Margherita Marincola est étudiante en M2 Théâtre à l’Université Côte d’Azur. Comédienne, metteuse en scène et musicienne franco-italienne elle a été formée au Conservatoire de Musique Arrigo Pedrollo à Vicenza (Italie), au Teatro Stabile de Gênes (Italie) et à l’Academy of Theatre Arts de Mumbai (Inde). Ses mises en scène ont été présentées à différents festivals en Inde et à l’Alliance Française de Mumbai. En 2019 elle dirige le laboratoire théâtral « Exploring Space » à la Biennale de Kochi-Muziris. Elle collabore actuellement avec la Compagnie Le Navire en France et avec le comédien et metteur en scène Mamadou Dioume en Italie. Ses recherches reposent sur le son au théâtre et sur le passage de la voix parlée à la voix chantée. Publications : Il teatro Kutiyattam e la posizione dell'artista donna nel suo contesto, Ilmiolibro self publishing, 2018, 56p. ; Gandhi e l’Arte del Comunicare, Ilmiolibro self publishing, 2018, 96p. ; En tant que co-autrice : « TRAIN: Training through Research Application Italian Initiative », The International Journal of Biological Markers, vol. 26, issue 2, 2011, p. 136-138 : https://doi.org/10.5301/JBM.2011.8377 ; « Interactive nutritional recommendations for cancer patient, An OECI – Eurocancercoms study », OECI-EEIG Reg., Brussels, n°277, D/2011/12.243/3, 2011, p.100.

Jean-Marie Pradier

Jean-Marie Pradier est Professeur émérite de l’Université Paris 8 Vincennes-Saint-Denis, chercheur à la Maison des Sciences de l’Homme Paris Nord.

Pierre Philippe-Meden

Pierre Philippe-Meden est docteur en esthétique, sciences et technologie des arts, spécialité : théâtre et danse, de l’Université Paris 8 Vincennes-Saint-Denis, enseignant contractuel à l’Université Paul Valéry Montpellier 3 et chargé de cours à l’Université Côte d’Azur.

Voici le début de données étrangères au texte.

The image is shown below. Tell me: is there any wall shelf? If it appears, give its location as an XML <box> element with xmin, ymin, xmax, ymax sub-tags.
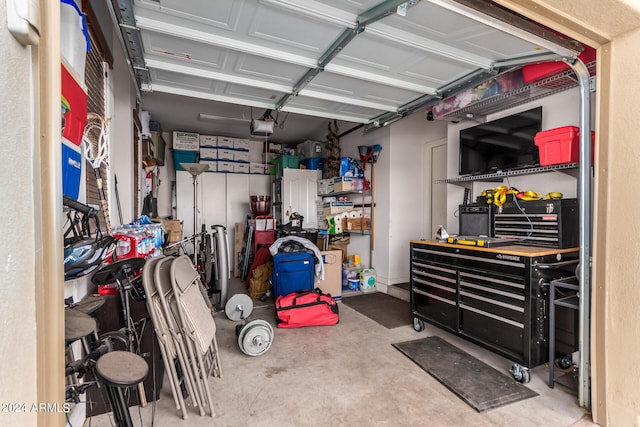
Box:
<box><xmin>435</xmin><ymin>163</ymin><xmax>579</xmax><ymax>184</ymax></box>
<box><xmin>438</xmin><ymin>61</ymin><xmax>596</xmax><ymax>121</ymax></box>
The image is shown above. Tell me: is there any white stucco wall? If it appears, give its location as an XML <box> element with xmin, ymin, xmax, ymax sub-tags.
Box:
<box><xmin>594</xmin><ymin>25</ymin><xmax>640</xmax><ymax>426</ymax></box>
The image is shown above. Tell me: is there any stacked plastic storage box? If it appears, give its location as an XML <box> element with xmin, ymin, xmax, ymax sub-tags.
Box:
<box><xmin>200</xmin><ymin>135</ymin><xmax>218</xmax><ymax>172</ymax></box>
<box><xmin>200</xmin><ymin>135</ymin><xmax>267</xmax><ymax>175</ymax></box>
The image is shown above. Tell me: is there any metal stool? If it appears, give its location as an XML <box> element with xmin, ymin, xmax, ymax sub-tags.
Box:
<box><xmin>96</xmin><ymin>351</ymin><xmax>149</xmax><ymax>427</ymax></box>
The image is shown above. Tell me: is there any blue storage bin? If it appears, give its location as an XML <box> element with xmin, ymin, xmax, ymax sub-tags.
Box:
<box><xmin>173</xmin><ymin>150</ymin><xmax>199</xmax><ymax>171</ymax></box>
<box><xmin>62</xmin><ymin>143</ymin><xmax>82</xmax><ymax>200</ymax></box>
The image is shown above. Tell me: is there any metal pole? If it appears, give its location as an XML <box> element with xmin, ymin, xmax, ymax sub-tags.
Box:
<box><xmin>564</xmin><ymin>58</ymin><xmax>592</xmax><ymax>408</ymax></box>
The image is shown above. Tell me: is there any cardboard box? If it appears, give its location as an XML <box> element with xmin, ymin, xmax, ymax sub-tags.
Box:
<box><xmin>316</xmin><ymin>234</ymin><xmax>351</xmax><ymax>251</ymax></box>
<box><xmin>333</xmin><ymin>176</ymin><xmax>363</xmax><ymax>193</ymax></box>
<box><xmin>342</xmin><ymin>218</ymin><xmax>371</xmax><ymax>231</ymax></box>
<box><xmin>164</xmin><ymin>219</ymin><xmax>182</xmax><ymax>244</ymax></box>
<box><xmin>173</xmin><ymin>132</ymin><xmax>200</xmax><ymax>151</ymax></box>
<box><xmin>316</xmin><ymin>250</ymin><xmax>342</xmax><ymax>300</ymax></box>
<box><xmin>318</xmin><ymin>179</ymin><xmax>333</xmax><ymax>194</ymax></box>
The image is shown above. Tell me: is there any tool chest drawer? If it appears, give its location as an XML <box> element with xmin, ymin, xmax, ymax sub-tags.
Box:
<box><xmin>410</xmin><ymin>241</ymin><xmax>578</xmax><ymax>367</ymax></box>
<box><xmin>411</xmin><ymin>259</ymin><xmax>458</xmax><ymax>332</ymax></box>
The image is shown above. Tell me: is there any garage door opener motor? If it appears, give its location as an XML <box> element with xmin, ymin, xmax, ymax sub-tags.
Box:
<box><xmin>224</xmin><ymin>294</ymin><xmax>273</xmax><ymax>356</ymax></box>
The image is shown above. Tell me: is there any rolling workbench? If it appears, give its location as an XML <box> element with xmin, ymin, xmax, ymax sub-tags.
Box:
<box><xmin>410</xmin><ymin>240</ymin><xmax>579</xmax><ymax>382</ymax></box>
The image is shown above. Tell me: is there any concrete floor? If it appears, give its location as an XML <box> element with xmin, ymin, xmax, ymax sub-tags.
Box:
<box><xmin>84</xmin><ymin>279</ymin><xmax>595</xmax><ymax>427</ymax></box>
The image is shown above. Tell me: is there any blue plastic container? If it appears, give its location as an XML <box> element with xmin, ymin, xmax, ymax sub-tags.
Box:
<box><xmin>300</xmin><ymin>157</ymin><xmax>324</xmax><ymax>170</ymax></box>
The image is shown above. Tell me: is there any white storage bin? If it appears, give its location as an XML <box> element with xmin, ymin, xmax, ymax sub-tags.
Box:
<box><xmin>200</xmin><ymin>135</ymin><xmax>218</xmax><ymax>147</ymax></box>
<box><xmin>233</xmin><ymin>163</ymin><xmax>249</xmax><ymax>173</ymax></box>
<box><xmin>233</xmin><ymin>138</ymin><xmax>250</xmax><ymax>151</ymax></box>
<box><xmin>173</xmin><ymin>132</ymin><xmax>200</xmax><ymax>151</ymax></box>
<box><xmin>233</xmin><ymin>151</ymin><xmax>249</xmax><ymax>163</ymax></box>
<box><xmin>249</xmin><ymin>162</ymin><xmax>269</xmax><ymax>175</ymax></box>
<box><xmin>218</xmin><ymin>136</ymin><xmax>236</xmax><ymax>148</ymax></box>
<box><xmin>218</xmin><ymin>160</ymin><xmax>234</xmax><ymax>172</ymax></box>
<box><xmin>200</xmin><ymin>147</ymin><xmax>218</xmax><ymax>160</ymax></box>
<box><xmin>200</xmin><ymin>159</ymin><xmax>218</xmax><ymax>172</ymax></box>
<box><xmin>218</xmin><ymin>148</ymin><xmax>235</xmax><ymax>160</ymax></box>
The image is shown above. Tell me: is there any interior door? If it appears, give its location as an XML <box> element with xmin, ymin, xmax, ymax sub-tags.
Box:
<box><xmin>282</xmin><ymin>169</ymin><xmax>321</xmax><ymax>228</ymax></box>
<box><xmin>422</xmin><ymin>139</ymin><xmax>447</xmax><ymax>239</ymax></box>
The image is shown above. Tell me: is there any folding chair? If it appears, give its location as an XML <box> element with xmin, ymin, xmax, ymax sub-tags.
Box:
<box><xmin>171</xmin><ymin>255</ymin><xmax>222</xmax><ymax>416</ymax></box>
<box><xmin>142</xmin><ymin>256</ymin><xmax>190</xmax><ymax>420</ymax></box>
<box><xmin>154</xmin><ymin>257</ymin><xmax>206</xmax><ymax>416</ymax></box>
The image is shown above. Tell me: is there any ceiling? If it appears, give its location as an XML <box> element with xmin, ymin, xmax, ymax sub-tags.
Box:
<box><xmin>112</xmin><ymin>0</ymin><xmax>581</xmax><ymax>143</ymax></box>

Ses recherches portent sur les problématiques d’écologie corporelle dans l’histoire des arts du spectacle vivant (cirque, danse, théâtre). Publications récentes : « Rita Renoir : strip-teaseuse, femme fatale et actrice surréaliste », dans C. Devès (dir.), La femme fatale. De ses origines à ses métamorphoses plastiques, littéraires et médiatiques, Lyon, Centre de Recherche et d’Histoire Inter-médias, École Émile Cohl, 2020, p. 316-333 ; « Hebertist Palestra: physical education for women, leisure and natural lifestyle », Educação em Revista, vol. 35, e218164, 12 sept. 2019 : http://ref.scielo.org/55xdcg ; « Training pour une prière charnelle chez Jerzy Grotowski (1933-1999) », dans T. Froissart et C. Thomas (dir.), Arts du cirque et spectacle vivant. Vol 1 : les Formations en arts du cirque et en activités physiques artistiques, Reims, Éditions et Presses Universitaires de Reims, coll. « Sports, acteurs, représentations », 2019, p. 113-124.